LLVM Discussion Forums

[RFC] Tensors with unknown element types

Recently when @stellaraccident and I have been working on npcomp/TCF/TCP, along with other discussions in the context other systems, the need for a tensor type with an unknown element type has come up.

This is extremely common when attempting to faithfully model frontends with tensor types based on a dynamic language like Python (numpy, PyTorch, and TensorFlow are concrete examples). For example, in the absence of further refinement the Python code numpy.add(x, y) maps to an op something like numpy.add %x, %y : (tensor<*xany>, tensor<*xany>) -> tensor<*xany>. The same is true for TensorFlow and PyTorch. Ideally we would like to do that type refinement algorithm inside MLIR so it can be shared across all of them (and also because we generally like MLIR :stuck_out_tongue: ) .
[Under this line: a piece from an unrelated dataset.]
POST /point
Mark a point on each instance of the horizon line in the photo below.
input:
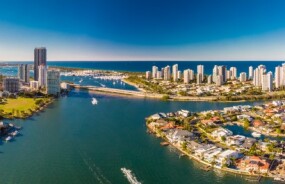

The fact that element type is currently mandatory I think is just a historical artifact – TensorFlow’s GraphDef protocol buffer representation has no way of expressing an unknown element type for an tensor (even though tensorflow ops can be polymorphic), and I think MLIR just inherited that accidentally.

There’s two obvious ways to dealing with this (would like to hear others):

  1. Add built-in support to tensor types to know that the element type is unknown, much as we do for dimensions with unknown extents. This could be either allowing getElementType() to return nullptr or have getElementType() internally assert(hasElementType()), much as getShape() aborts for unranked ShapedType’s today.
  2. Add an any type and have, for example, tensor<?xany>. (we can bikeshed the name; in npcomp we call it !numpy.any_dtype).

I tend to lean towards 2, because:

A. It uses an existing extension point. It also scales nicely to in the future e.g. refining any -> oneof<f32, f64> in a type inference pass.
B. I’m really worried about getElementType() returning nullptr or aborting. That seems ripe for a long tail of random compiler crashes. Pragmatically, ODS predicates like AnyFloat will need to be rewritten to have null checks, e.g. $_self && $_self.isa<FloatType>(), which is inconvenient, easy to forget, and a lot of churn.

Thoughts?

I prefer having an “unknown” type as well.
However it can be done in a dialect specific way already (like !numpy.any_dtype…). The main consideration in doing this in a more endorse way in the infrastructure is gonna be about defining all the helpers and ODS predicate to be defined with respect to unknown. For example is SameOperandsElementType ok when you have an “unknown” dtype and something else?

For me, the main reason I’d like the “unknown” type to be in core is so that the {numpy,pytorch,tensorflow} -> TCF conversion doesn’t have to do a type conversion, since things always get much more annoying when having to do type conversions.

As far as ODS predicates, I don’t think we should give any special treatment to the “unknown” type. That keeps my mental model simple for how they work :slight_smile:

Not really: shape refinement of GraphDef does allow for unknown dtype, we are more restrictive. It was more that there was no pressing need for it and so we didn’t want to add complexity until there was a use case where alternatives could be considered. Also we had discussed generic types and these interactions are clearer.

Which reminds of same shape constraints: which today are static vs some cases prefer it dynamic (e.g., * == 10x10 has different answers). That is true here too.

That seemed to be the consensus when this was discussed last and I think a good starting point.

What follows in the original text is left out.